The employees have not, to our knowledge, made any separate statement regarding the Offer.
Certain members of the Board of Directors and executive management of the Company, including Rolv Erik Ryssdal (chairman), Monica Tvedt (board member), Sigrun Syverud (board member), Per Lomsdalen (CEO), Line Cecilie Stenseth (CFO), Erling Olaussen (executive management), Arild Elverum (executive management), Anders Frøystad (executive management) and Anny Margrethe Bratterud (executive management), have entered into undertakings to pre-accept the Offer in respect of the Shares they hold (subject to certain conditions, as further described in the Offer Document).
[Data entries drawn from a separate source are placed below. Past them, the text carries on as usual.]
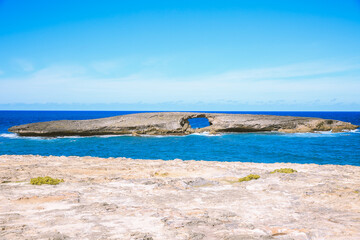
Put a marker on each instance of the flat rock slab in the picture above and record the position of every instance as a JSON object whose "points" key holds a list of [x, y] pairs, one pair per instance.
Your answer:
{"points": [[176, 123], [120, 198]]}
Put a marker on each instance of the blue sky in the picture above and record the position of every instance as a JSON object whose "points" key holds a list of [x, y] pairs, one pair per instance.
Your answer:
{"points": [[180, 55]]}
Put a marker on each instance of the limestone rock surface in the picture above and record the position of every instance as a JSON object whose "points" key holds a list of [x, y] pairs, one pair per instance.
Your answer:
{"points": [[120, 198], [176, 123]]}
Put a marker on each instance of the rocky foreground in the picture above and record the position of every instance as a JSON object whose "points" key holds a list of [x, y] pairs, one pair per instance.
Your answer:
{"points": [[120, 198], [176, 123]]}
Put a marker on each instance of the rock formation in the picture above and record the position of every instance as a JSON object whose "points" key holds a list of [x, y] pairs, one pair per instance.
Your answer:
{"points": [[176, 123]]}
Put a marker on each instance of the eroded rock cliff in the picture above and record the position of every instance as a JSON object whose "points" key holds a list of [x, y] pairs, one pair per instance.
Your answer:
{"points": [[176, 123]]}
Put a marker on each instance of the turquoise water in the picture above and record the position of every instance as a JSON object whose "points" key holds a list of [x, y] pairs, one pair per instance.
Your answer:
{"points": [[320, 148]]}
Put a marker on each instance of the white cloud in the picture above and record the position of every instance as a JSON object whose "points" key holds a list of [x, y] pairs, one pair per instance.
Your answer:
{"points": [[107, 67], [25, 65], [294, 83]]}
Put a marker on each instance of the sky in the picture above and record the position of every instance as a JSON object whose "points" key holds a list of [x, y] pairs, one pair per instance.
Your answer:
{"points": [[256, 55]]}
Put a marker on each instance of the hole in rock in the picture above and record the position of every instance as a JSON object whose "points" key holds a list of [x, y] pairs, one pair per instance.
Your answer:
{"points": [[198, 122]]}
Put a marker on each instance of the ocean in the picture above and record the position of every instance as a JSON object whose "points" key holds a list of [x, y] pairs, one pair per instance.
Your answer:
{"points": [[264, 147]]}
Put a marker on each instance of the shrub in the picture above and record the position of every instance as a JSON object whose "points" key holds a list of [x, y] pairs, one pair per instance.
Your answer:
{"points": [[249, 177], [284, 170], [45, 180]]}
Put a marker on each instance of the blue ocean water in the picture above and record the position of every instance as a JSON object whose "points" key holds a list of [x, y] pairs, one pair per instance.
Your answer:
{"points": [[320, 148]]}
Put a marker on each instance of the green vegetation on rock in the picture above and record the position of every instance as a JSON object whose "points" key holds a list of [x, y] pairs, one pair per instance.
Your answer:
{"points": [[249, 177], [45, 180], [284, 170]]}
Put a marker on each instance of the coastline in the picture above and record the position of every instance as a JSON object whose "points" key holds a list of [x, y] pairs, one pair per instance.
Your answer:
{"points": [[122, 198]]}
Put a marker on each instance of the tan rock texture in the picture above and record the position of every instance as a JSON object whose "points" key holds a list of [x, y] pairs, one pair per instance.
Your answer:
{"points": [[120, 198], [176, 123]]}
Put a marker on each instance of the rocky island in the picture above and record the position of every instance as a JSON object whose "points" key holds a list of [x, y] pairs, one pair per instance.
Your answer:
{"points": [[176, 123]]}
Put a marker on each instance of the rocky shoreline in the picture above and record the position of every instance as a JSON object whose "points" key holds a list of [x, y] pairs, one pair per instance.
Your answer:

Based upon and subject to the foregoing, our opinion, as of the date hereof, is summarised as follows:
SB1M is of the opinion that the Offer does not fully and adequately reflect the Company's long-term fundamental value potential, given the Offer Price discount to the estimated values derived from (i) discounted cash flow analyses, (ii) market multiples of comparable companies and (iii) comparable transactions. At the same time, we observe a discrepancy between the Company's long-term fundamental value and the values that may be effectively realised through the share price under prevailing conditions.
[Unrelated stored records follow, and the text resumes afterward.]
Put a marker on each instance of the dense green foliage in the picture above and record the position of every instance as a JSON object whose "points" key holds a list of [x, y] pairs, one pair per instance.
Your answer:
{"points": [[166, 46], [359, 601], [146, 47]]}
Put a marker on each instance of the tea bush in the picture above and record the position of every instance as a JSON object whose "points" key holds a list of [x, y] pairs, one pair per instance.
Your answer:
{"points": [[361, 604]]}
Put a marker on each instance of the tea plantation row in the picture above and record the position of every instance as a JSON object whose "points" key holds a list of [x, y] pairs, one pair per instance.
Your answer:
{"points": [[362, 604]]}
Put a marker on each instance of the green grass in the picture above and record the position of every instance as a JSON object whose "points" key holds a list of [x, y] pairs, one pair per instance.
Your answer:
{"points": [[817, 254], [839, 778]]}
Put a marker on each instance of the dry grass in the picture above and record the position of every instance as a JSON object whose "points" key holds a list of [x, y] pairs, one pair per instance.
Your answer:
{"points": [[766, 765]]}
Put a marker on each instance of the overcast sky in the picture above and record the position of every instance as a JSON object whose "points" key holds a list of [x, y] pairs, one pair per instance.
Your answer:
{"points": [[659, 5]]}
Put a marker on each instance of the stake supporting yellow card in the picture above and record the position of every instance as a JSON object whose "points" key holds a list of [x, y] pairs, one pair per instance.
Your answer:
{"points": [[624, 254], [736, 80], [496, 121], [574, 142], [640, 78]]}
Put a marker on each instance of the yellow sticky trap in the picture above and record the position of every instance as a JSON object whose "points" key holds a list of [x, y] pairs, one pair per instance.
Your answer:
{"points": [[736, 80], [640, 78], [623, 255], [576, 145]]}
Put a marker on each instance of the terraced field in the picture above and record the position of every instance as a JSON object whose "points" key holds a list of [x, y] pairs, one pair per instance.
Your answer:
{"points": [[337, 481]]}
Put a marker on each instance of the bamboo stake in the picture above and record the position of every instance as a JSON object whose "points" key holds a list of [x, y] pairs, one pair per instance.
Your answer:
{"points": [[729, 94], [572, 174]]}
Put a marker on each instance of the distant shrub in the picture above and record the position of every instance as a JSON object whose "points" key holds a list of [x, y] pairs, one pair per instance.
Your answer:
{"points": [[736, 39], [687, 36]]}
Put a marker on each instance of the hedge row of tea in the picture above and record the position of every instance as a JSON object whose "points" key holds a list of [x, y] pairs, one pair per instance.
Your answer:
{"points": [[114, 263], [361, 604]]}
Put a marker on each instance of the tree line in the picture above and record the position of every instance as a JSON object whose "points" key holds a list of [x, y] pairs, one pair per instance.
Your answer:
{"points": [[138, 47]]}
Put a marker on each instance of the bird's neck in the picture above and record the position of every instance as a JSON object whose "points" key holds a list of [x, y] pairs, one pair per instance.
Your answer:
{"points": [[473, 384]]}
Considering (i) the risk profile of the Shares and that the Offer may represent a liquidity event in an instrument with limited free float, (ii) the prevailing discount in the Company's trading multiples relative to comparable companies, and (iii) the Offer Price premium compared to historical public takeovers, we consider that the Offer Price may reasonably be regarded as attractive and that the Offer could represent a relevant alternative for Spir's shareholders. On this basis, SB1M is of the opinion that the Offer may be regarded as a reasonable proposal from a financial point of view, particularly for shareholders with a shorter investment horizon, a stronger focus on liquidity or for whom liquidity considerations are of greater importance. In forming this view, we note that the low free float in Spir's shares may affect the extent to which observed trading prices are indicative of fair value.
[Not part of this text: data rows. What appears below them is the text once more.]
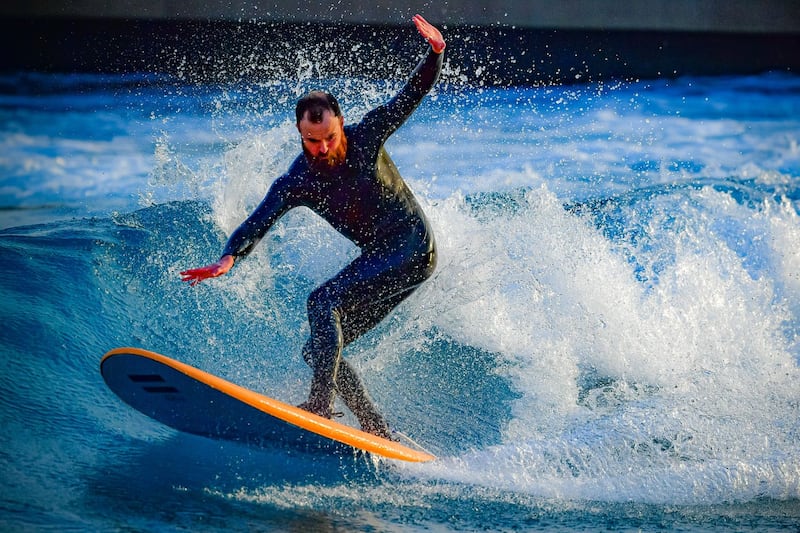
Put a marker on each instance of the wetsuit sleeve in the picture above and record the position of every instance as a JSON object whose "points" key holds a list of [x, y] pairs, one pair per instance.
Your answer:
{"points": [[384, 120], [277, 201]]}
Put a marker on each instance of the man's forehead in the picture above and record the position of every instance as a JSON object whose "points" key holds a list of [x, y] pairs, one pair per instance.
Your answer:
{"points": [[329, 124]]}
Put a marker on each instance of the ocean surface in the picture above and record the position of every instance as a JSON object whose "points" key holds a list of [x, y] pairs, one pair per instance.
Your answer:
{"points": [[611, 340]]}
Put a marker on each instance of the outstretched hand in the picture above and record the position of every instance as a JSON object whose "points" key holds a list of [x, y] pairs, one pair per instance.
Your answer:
{"points": [[430, 33], [195, 275]]}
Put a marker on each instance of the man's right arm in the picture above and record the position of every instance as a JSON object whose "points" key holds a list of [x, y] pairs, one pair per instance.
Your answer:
{"points": [[247, 235]]}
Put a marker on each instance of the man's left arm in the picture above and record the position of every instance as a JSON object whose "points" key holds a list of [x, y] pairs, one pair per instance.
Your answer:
{"points": [[391, 115]]}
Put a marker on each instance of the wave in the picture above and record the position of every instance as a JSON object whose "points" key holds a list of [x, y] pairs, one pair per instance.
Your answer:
{"points": [[640, 347]]}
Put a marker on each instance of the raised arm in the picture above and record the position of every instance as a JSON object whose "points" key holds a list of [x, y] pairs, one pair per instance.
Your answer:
{"points": [[430, 33]]}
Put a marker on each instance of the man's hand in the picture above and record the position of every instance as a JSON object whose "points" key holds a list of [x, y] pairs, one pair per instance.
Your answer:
{"points": [[430, 33], [195, 275]]}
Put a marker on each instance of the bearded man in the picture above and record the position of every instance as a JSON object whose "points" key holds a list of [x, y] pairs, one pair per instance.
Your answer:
{"points": [[345, 176]]}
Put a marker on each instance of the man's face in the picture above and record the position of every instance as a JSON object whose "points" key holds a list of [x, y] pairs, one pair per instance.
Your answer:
{"points": [[324, 143]]}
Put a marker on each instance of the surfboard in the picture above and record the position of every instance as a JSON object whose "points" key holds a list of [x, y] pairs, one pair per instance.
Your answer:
{"points": [[193, 401]]}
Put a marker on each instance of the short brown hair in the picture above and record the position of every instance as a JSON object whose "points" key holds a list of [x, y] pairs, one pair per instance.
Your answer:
{"points": [[316, 103]]}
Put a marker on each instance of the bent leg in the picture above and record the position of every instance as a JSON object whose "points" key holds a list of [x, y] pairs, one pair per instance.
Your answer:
{"points": [[340, 311]]}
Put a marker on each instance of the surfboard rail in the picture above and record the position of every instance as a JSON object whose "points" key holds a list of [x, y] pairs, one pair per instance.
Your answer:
{"points": [[330, 429]]}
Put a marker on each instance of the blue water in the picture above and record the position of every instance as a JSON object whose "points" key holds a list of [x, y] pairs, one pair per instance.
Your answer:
{"points": [[611, 341]]}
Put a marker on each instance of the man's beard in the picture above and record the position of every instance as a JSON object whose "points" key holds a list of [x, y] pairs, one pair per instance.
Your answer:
{"points": [[329, 161]]}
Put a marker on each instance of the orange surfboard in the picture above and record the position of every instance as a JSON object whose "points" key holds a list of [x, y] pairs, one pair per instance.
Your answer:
{"points": [[191, 400]]}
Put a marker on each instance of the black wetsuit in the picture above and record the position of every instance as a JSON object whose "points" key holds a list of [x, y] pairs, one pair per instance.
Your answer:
{"points": [[367, 201]]}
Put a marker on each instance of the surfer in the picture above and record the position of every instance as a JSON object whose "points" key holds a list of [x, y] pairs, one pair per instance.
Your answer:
{"points": [[345, 175]]}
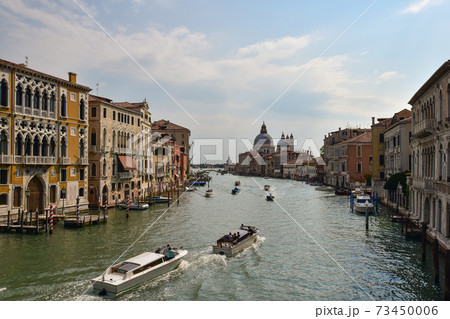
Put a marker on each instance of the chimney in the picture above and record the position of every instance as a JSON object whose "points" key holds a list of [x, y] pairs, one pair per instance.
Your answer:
{"points": [[72, 77]]}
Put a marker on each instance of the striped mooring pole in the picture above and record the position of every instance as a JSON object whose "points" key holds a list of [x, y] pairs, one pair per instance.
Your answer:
{"points": [[78, 208], [128, 204], [51, 219]]}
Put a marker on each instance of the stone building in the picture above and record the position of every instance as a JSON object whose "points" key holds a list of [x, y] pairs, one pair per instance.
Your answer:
{"points": [[43, 140], [430, 147], [119, 151]]}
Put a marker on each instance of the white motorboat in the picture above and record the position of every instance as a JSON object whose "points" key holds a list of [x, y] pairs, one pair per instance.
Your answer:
{"points": [[209, 192], [228, 245], [135, 271], [362, 203], [136, 206]]}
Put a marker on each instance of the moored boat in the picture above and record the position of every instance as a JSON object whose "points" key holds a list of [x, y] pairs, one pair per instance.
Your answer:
{"points": [[135, 271], [364, 202], [209, 192], [136, 206], [236, 241]]}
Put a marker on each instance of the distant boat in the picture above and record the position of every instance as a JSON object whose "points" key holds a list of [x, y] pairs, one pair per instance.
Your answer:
{"points": [[342, 192], [135, 271], [228, 245], [136, 206], [159, 199], [324, 189], [198, 183], [362, 203], [209, 192]]}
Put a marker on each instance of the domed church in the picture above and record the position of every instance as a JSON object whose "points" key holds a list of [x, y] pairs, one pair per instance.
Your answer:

SB1M does not express any opinion or any recommendation as to whether or not shareholders of Spir should accept the Offer. Shareholders are recommended to study the Offer Document and to make up their own view on the attractiveness of the Offer and the prospects for the Company to draw their own conclusions. This independent statement including the advice contained herein is based on information available as of 18 December 2025 and is subject to change in case of new information.
Yours sincerely,
SB1 Markets AS
To our knowledge, SB1M employees and such persons' related parties own, directly or indirectly, 48,000 shares (or ~0.03% of the share capital) in the Company, in aggregate, as of the date hereof.
In the ordinary course of business, SB1M may trade or otherwise effectuate transactions in all securities mentioned herein for our own account and for the accounts of customers and accordingly, may at any time hold a long or short position in such securities.
This independent statement is subject to Norwegian law. Any dispute arising out of or in connection with this Presentation is subject to the exclusive jurisdiction of the courts of Norway with Oslo District Court (Norwegian: "Oslo tingrett") as agreed legal venue.